Wie man Krankheiten bei Hunden erkennt - Krebs und Hormonerkrankungen

Von: Jan, am 02.10.2007


Erste Hilfe Krankheiten Bei Krankheiten der inneren Organe....



Die Symptome treten meistens erst auf, wenn diese schon sehr geschädigt sind. Zeichen für Leber- und Nierenerkrankungen können Appetitlosigkeit, starker Durst, Erbrechen, schuppige Haut oder gelbe Augen (Gelbsucht) sein.
Im frühen Krankheitsstadium kann hier eine Spezialdiät helfen.
Magen- und Darmerkrankungen zeigen sich in der Beschaffenheit des Kotes oder des Urins bzw. verändertem Fressverhalten.

Hormonerkrankungen

Die Symptome dieser Erkrankungen werden meistens spät erkannt, da diese unterschiedlich sind. Haarausfall, Apathie, Gewichtszunahme und Energieverlust können auf solche hinweisen. Das Blut und die Geschlechtsorgane sollten daher regelmäßig untersucht werden.

Alterserscheinungen

Zeigen sich besonders in Abnutzungserscheinungen von Knochen und Gelenken. Der Hund ist beim Spaziergang, Sport bzw. Spiel nicht mehr so belastbar wie früher. Der ältere Hund sollte trotzdem aktiv bleiben. Gesunde Ernährung und Bewegung hilft da sehr, den Hund bis ins hohe Alter vital zu halten.

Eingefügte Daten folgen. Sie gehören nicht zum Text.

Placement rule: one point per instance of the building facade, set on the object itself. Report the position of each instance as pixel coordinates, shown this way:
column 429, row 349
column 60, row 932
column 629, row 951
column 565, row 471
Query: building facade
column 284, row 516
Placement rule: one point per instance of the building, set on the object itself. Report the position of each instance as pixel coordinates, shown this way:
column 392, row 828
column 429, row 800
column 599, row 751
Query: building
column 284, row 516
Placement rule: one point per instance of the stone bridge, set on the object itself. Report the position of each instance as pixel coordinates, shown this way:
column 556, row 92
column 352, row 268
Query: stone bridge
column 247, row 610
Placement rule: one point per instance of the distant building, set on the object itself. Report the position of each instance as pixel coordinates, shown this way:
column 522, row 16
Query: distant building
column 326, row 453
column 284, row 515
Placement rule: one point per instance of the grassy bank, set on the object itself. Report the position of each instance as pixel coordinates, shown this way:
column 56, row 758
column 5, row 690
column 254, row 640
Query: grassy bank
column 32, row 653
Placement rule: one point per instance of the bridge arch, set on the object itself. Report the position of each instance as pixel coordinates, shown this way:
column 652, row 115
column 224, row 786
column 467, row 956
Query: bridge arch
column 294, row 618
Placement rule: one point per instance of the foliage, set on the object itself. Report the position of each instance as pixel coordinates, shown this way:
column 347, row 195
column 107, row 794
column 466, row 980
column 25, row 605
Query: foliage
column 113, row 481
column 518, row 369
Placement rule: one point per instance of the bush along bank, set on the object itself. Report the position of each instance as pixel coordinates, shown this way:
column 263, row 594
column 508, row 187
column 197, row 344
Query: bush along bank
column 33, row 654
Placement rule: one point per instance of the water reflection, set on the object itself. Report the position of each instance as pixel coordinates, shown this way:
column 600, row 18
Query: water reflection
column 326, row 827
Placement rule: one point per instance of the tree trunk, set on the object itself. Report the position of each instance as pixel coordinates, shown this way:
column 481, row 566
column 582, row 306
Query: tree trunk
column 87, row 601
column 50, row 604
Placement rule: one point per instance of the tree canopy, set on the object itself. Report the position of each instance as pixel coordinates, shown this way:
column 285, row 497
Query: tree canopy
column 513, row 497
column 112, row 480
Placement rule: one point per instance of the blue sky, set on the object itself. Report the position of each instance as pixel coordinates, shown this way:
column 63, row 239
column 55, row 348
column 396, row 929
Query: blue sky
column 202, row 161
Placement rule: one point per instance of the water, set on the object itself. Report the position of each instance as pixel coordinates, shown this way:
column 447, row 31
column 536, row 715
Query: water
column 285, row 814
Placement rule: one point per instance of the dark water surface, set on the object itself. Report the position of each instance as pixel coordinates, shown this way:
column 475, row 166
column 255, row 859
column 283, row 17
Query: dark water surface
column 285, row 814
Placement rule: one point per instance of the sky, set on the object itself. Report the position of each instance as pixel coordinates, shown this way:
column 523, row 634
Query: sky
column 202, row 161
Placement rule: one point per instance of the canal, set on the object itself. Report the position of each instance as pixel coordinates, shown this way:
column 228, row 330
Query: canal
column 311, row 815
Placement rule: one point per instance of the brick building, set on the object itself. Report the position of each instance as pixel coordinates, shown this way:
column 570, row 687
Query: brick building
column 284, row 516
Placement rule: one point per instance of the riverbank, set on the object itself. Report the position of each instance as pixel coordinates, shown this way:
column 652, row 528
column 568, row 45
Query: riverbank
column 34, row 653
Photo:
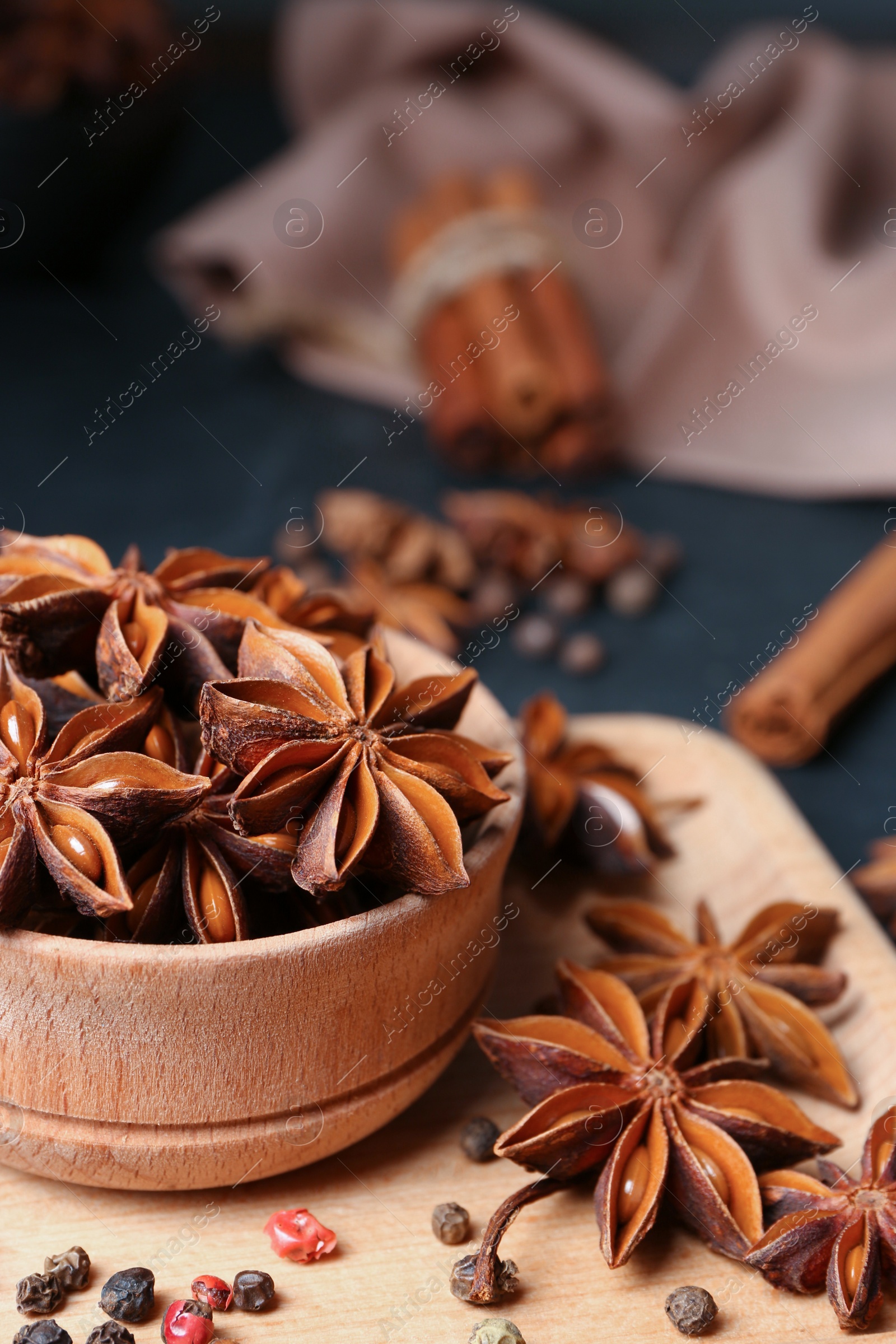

Taubheit und Ohrenprobleme

Wenn der Hund nicht mehr reagiert und apathisch in der Ecke liegt deutet dies darauf hin.

HD, Verletzungen, Rheuma, Arthrose

Wenn der Hund nicht problemlos aufstehen kann und Lähmungserscheinungen auftreten.

Sehschwächen

Wenn das Tier nicht auf Sichtzeichen reagiert und sich sehr vorsichtig bewegt.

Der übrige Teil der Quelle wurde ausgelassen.